Glucagon-like peptide-1 receptor agonists, also known as GLP-1 receptor agonists (GLP-1-RA), incretin mimetics, or GLP-1 analogs, are agonists of the GLP-1 receptor. This class of medications is used for the treatment of type 2 diabetes. One of their advantages over older insulin secretagogues, such as sulfonylureas or meglitinides, is that they have a lower risk of causing hypoglycemia. GLP-1 has a short duration of action, so to overcome this limitation several modifications in either the drugs or the formulations are being developed. The 2022 ADA standards of medical care in diabetes include GLP-1-RA as a first line pharmacological therapy for type 2 diabetes, specifically in patients with atherosclerotic cardiovascular disease or obesity.

Some GLP-1 receptor agonists have been used off-label for obesity.

Health effects
A 2021 meta-analysis found a 12% reduction in all-cause mortality when GLP-1 analogs are used in the treatment of type 2 diabetes, as well as significant improvements in cardiovascular and renal outcomes. A JAMA article meta-analysis in 2018 (covering studies concerning GLP-1 agonists, DPP-4 inhibitors, and SGLT2 inhibitors) showed GLP-1 agonists were associated with lower stroke risk than controls.
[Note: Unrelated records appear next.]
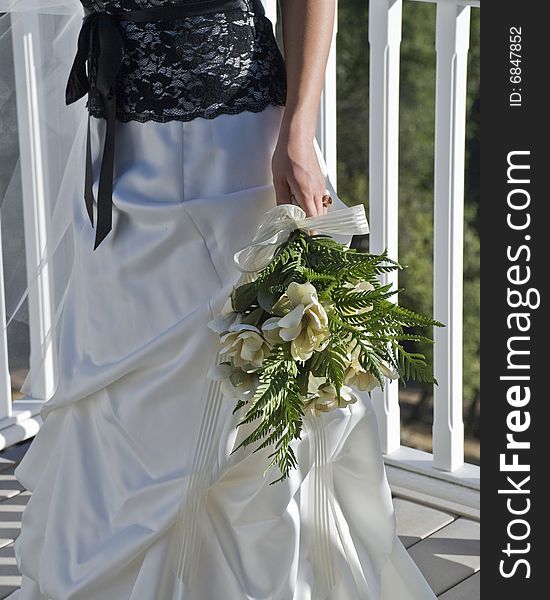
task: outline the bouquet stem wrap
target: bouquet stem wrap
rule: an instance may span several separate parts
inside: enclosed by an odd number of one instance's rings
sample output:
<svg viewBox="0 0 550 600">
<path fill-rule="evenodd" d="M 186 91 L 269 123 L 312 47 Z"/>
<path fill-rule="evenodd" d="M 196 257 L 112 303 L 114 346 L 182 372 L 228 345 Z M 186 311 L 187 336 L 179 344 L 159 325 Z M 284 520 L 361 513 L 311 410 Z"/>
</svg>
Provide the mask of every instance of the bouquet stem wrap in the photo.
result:
<svg viewBox="0 0 550 600">
<path fill-rule="evenodd" d="M 236 286 L 254 281 L 257 274 L 273 258 L 277 248 L 295 229 L 310 229 L 328 235 L 362 235 L 369 226 L 362 204 L 349 208 L 329 210 L 325 215 L 306 217 L 299 206 L 281 204 L 264 214 L 252 242 L 234 255 L 237 268 L 242 272 Z M 218 364 L 216 352 L 214 366 Z M 199 523 L 205 510 L 208 488 L 214 482 L 214 464 L 219 443 L 220 410 L 227 401 L 221 390 L 220 381 L 209 379 L 204 387 L 203 417 L 198 432 L 197 446 L 193 458 L 192 475 L 185 501 L 178 511 L 175 524 L 171 567 L 188 589 L 194 587 L 201 544 Z M 338 580 L 335 557 L 336 523 L 334 515 L 332 463 L 327 453 L 323 419 L 304 418 L 304 426 L 310 441 L 312 470 L 309 487 L 307 520 L 313 527 L 311 561 L 315 572 L 316 597 L 321 600 L 336 585 Z"/>
<path fill-rule="evenodd" d="M 213 483 L 215 440 L 218 437 L 219 415 L 224 400 L 219 381 L 207 381 L 203 391 L 203 415 L 195 447 L 191 477 L 185 502 L 180 506 L 172 538 L 171 567 L 191 589 L 201 545 L 197 523 L 205 509 L 206 492 Z"/>
<path fill-rule="evenodd" d="M 310 439 L 310 453 L 313 454 L 310 480 L 308 521 L 312 525 L 313 540 L 311 561 L 315 572 L 315 590 L 328 592 L 337 583 L 336 537 L 331 521 L 333 514 L 334 488 L 332 481 L 332 460 L 327 454 L 327 444 L 323 419 L 312 416 L 304 418 L 304 427 Z M 311 477 L 311 475 L 310 475 Z"/>
</svg>

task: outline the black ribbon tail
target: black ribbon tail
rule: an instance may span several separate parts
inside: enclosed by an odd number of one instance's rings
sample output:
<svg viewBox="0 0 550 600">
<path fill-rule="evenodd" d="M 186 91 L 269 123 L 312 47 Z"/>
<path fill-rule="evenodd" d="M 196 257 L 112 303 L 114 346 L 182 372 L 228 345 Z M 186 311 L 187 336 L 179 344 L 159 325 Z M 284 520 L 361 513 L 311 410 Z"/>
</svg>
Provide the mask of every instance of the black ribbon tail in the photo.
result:
<svg viewBox="0 0 550 600">
<path fill-rule="evenodd" d="M 115 163 L 116 99 L 105 100 L 106 131 L 97 194 L 97 227 L 94 250 L 111 231 L 113 220 L 113 174 Z"/>
<path fill-rule="evenodd" d="M 124 39 L 115 19 L 104 13 L 91 13 L 82 23 L 75 59 L 67 81 L 65 102 L 76 102 L 92 89 L 103 101 L 106 130 L 97 193 L 97 223 L 94 250 L 112 229 L 113 175 L 116 129 L 116 77 L 124 58 Z M 88 63 L 88 69 L 86 69 Z M 92 64 L 93 63 L 93 64 Z M 90 107 L 86 134 L 86 175 L 84 201 L 94 226 L 93 165 L 90 134 Z"/>
<path fill-rule="evenodd" d="M 90 141 L 90 114 L 88 113 L 88 133 L 86 134 L 86 180 L 84 185 L 84 201 L 86 202 L 86 210 L 90 217 L 90 223 L 94 226 L 94 193 L 93 171 L 92 171 L 92 146 Z"/>
</svg>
Preclinical research has suggested the possibility that the drugs may increase the risk of pancreatitis and pancreatic cancer. Analyses of human trials have not found an increased risk of pancreatitis but are insufficiently powered to rule out an effect on pancreatic cancer.

Studies in rodents have shown GLP1 mediated thyroid c-cell hyperplasia.

Approved
exenatide (brand names Byetta and Bydureon, manufactured by AstraZeneca), approved in 2005/2012
liraglutide (Victoza for diabetes, Saxenda for obesity, manufactured by Novo Nordisk), approved in 2010
albiglutide (Tanzeum, manufactured by GSK), approved in 2014
dulaglutide (Trulicity, manufactured by Eli Lilly), approved in 2014
lixisenatide (Lyxumia in Europe, Adlyxin in the United States, manufactured by Sanofi), approved in 2016
semaglutide (Ozempic and Rybelsus for diabetes, Wegovy for obesity, manufactured by Novo Nordisk), approved in 2017
tirzepatide (Mounjaro, manufactured by Eli Lilly), approved in 2022

Under investigation
taspoglutide, phase III halted Sept 2010
efpeglenatide

Mechanism
These agents work by activating the GLP-1R, rather than inhibiting the breakdown of GLP-1 as do DPP-4 inhibitors, and are generally considered more potent.